Turning-ray tomography using a low-spatial-frequency model parameterization

Abstract

A linear least-squares inversion is applied to the turning-ray first-arrival times of a shallow-marine seismic reflection data set to estimate the slowly varying (laterally and vertically) components of the near-surface velocity field. The velocity model is represented with a low-spatial-frequency parameterization (2D cubic B-splines) designed specifically for the predicted components of the data. This model parameterization effectively decouples the slowly varying background from the higher spatial-frequency component of the velocity field produced by shallow, low-velocity, gas-charged sands and allows the solution to be obtained in a single iteration. The observed first-arrival times (background and shallow anomaly-induced perturbations) and the slowly varying first-arrival times related to the background velocity are inverted separately. Similar velocity-model estimates result, demonstrating the decoupling imposed by the B-spline model parameterization.
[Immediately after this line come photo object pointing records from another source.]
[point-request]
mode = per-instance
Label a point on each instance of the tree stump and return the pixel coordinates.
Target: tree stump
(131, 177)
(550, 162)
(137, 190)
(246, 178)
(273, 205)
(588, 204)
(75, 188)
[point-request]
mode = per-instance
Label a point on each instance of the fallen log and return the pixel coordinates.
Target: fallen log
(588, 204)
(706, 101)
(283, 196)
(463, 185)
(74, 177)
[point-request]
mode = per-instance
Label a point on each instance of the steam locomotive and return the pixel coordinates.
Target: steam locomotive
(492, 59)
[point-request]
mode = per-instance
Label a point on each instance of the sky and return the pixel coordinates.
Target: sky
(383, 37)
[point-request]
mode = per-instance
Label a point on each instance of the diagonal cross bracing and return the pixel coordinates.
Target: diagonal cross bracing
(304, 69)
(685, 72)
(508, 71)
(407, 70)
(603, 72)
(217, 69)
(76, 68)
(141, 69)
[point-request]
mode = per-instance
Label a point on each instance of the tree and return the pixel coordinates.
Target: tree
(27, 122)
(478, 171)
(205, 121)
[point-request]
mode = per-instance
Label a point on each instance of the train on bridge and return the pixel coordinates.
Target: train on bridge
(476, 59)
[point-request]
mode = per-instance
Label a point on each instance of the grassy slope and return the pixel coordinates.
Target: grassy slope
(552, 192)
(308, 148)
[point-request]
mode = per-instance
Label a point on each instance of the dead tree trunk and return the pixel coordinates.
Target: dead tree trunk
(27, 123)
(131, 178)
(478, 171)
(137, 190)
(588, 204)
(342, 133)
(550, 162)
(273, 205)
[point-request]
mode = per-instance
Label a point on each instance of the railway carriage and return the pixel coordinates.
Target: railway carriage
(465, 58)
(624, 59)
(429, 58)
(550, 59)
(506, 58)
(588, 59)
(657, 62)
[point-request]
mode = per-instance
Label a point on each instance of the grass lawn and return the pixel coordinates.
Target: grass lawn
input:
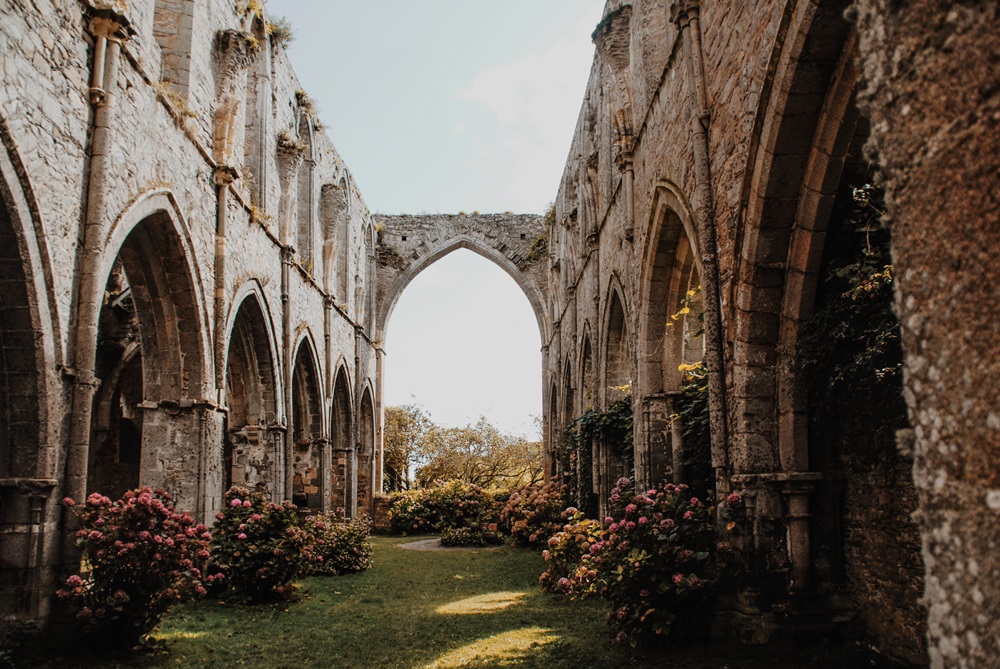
(427, 609)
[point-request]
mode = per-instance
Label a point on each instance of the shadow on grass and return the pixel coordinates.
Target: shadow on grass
(427, 609)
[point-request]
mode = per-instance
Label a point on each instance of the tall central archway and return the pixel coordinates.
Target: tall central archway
(407, 245)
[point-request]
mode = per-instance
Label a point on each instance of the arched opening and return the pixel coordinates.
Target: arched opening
(554, 432)
(19, 401)
(150, 364)
(463, 344)
(589, 457)
(24, 508)
(366, 451)
(617, 460)
(671, 337)
(342, 435)
(252, 443)
(306, 430)
(797, 252)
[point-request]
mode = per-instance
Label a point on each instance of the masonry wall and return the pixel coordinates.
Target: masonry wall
(147, 153)
(779, 90)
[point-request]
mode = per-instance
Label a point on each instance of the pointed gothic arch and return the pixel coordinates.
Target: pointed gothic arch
(670, 320)
(367, 455)
(306, 428)
(446, 236)
(343, 473)
(150, 296)
(253, 443)
(29, 446)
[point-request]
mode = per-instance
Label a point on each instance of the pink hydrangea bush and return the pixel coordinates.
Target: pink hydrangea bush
(534, 513)
(656, 563)
(565, 550)
(335, 546)
(140, 557)
(259, 547)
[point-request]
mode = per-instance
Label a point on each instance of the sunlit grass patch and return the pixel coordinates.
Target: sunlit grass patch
(491, 602)
(497, 649)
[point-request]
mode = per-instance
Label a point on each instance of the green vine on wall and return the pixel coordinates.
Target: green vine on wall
(850, 349)
(691, 407)
(613, 428)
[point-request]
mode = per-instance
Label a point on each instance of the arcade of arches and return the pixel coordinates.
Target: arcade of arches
(194, 291)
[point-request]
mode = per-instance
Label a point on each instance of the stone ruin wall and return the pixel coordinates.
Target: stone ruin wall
(164, 150)
(763, 74)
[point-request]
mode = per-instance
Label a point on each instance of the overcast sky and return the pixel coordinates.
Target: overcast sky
(441, 106)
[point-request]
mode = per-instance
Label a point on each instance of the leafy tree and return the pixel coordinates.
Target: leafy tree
(478, 454)
(405, 428)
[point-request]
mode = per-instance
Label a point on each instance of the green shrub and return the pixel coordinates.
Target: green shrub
(409, 512)
(457, 504)
(259, 546)
(467, 536)
(452, 504)
(338, 547)
(534, 513)
(140, 558)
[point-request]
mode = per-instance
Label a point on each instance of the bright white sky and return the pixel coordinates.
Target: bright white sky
(441, 106)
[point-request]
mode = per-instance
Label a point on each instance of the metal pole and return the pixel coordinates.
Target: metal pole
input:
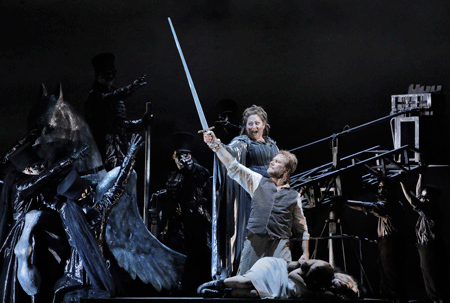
(147, 169)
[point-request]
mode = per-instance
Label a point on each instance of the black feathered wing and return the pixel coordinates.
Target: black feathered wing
(133, 246)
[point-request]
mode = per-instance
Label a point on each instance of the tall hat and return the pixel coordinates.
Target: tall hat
(182, 141)
(104, 62)
(25, 156)
(72, 186)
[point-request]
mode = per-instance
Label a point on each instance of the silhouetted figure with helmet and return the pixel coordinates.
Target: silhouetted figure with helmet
(105, 111)
(185, 214)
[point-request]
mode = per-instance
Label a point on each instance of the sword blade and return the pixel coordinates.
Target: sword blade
(191, 83)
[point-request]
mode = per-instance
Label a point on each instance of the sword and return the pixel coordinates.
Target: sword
(191, 84)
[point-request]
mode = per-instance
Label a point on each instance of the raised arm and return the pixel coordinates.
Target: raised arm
(216, 146)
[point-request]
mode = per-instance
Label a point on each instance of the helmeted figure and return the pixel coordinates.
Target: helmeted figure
(58, 136)
(186, 209)
(31, 189)
(105, 111)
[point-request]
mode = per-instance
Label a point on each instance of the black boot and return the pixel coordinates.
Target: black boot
(214, 288)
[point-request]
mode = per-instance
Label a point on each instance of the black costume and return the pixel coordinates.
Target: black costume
(105, 112)
(186, 217)
(27, 193)
(391, 249)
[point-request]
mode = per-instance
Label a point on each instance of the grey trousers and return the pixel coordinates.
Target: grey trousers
(257, 247)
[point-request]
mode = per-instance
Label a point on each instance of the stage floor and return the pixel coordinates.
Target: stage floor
(234, 300)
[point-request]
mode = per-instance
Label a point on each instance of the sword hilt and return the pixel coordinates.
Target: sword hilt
(206, 130)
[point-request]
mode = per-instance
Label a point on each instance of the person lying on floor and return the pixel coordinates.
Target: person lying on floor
(275, 278)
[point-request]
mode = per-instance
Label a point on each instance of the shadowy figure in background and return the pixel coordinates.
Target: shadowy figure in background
(105, 111)
(121, 238)
(186, 214)
(30, 189)
(430, 237)
(391, 249)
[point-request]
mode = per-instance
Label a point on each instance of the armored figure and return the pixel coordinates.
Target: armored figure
(31, 188)
(186, 209)
(105, 111)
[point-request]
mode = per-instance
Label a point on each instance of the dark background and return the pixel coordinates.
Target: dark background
(315, 66)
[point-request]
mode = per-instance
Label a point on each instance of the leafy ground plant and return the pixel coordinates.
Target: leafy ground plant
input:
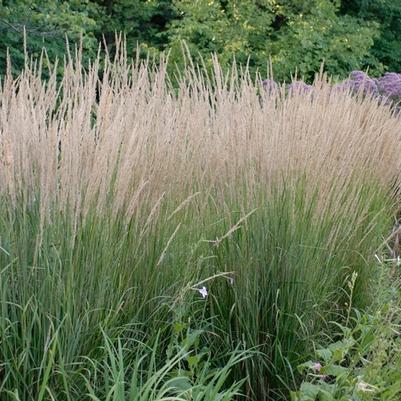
(364, 364)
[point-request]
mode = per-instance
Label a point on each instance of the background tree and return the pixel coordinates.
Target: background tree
(298, 35)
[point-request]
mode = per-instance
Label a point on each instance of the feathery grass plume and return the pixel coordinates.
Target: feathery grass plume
(101, 229)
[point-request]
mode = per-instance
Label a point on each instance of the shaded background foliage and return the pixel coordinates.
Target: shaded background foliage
(298, 35)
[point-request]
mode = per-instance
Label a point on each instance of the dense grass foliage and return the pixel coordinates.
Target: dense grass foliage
(191, 244)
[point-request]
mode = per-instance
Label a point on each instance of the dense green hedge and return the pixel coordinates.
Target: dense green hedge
(298, 35)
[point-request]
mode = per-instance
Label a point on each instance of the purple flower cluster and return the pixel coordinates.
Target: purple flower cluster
(359, 81)
(390, 86)
(387, 89)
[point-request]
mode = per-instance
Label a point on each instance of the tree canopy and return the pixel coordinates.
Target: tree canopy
(296, 35)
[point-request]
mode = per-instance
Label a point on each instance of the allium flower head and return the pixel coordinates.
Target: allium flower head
(390, 85)
(342, 86)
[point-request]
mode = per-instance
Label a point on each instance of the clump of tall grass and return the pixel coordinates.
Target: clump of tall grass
(130, 208)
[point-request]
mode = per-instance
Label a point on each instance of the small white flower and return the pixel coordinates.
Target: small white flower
(316, 367)
(203, 291)
(366, 387)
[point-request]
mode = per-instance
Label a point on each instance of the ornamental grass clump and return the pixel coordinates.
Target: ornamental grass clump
(130, 209)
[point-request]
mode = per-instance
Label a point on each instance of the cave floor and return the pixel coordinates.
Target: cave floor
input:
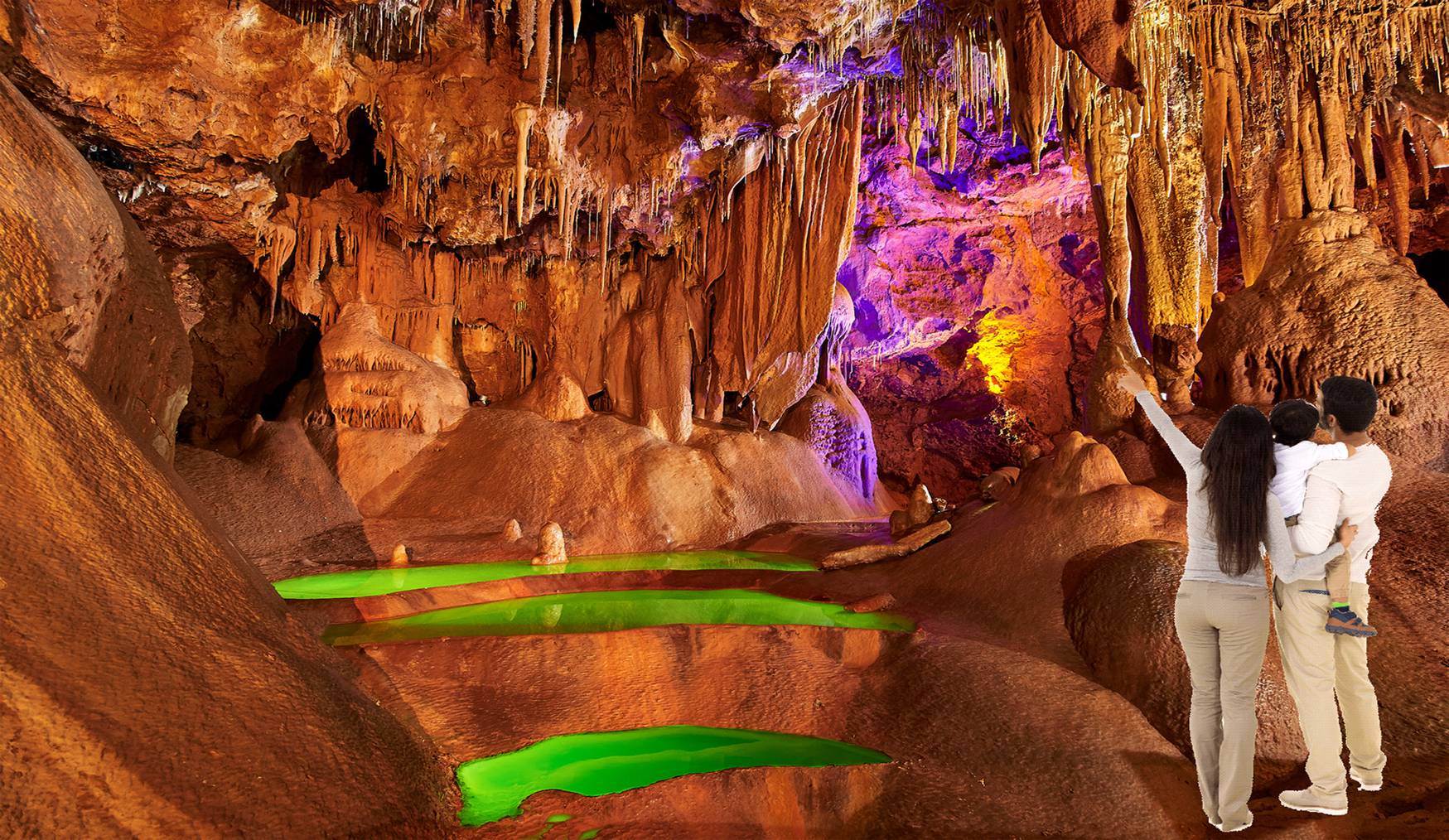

The background velocity and the low-velocity anomalies are best treated as separate inverse problems using very different model parameterizations. Ray tracing a synthetic model containing local low-velocity anomalies embedded in a smooth background does not accurately predict the anomaly-induced first-arrival time perturbations seen in the field data. Acoustic finite-difference waveform modeling shows that reflections and diffractions from the anomalies interfere with the diving-wave first arrivals. First-arrival times picked from the full-waveform synthetics more accurately predict the field data first-arrival times.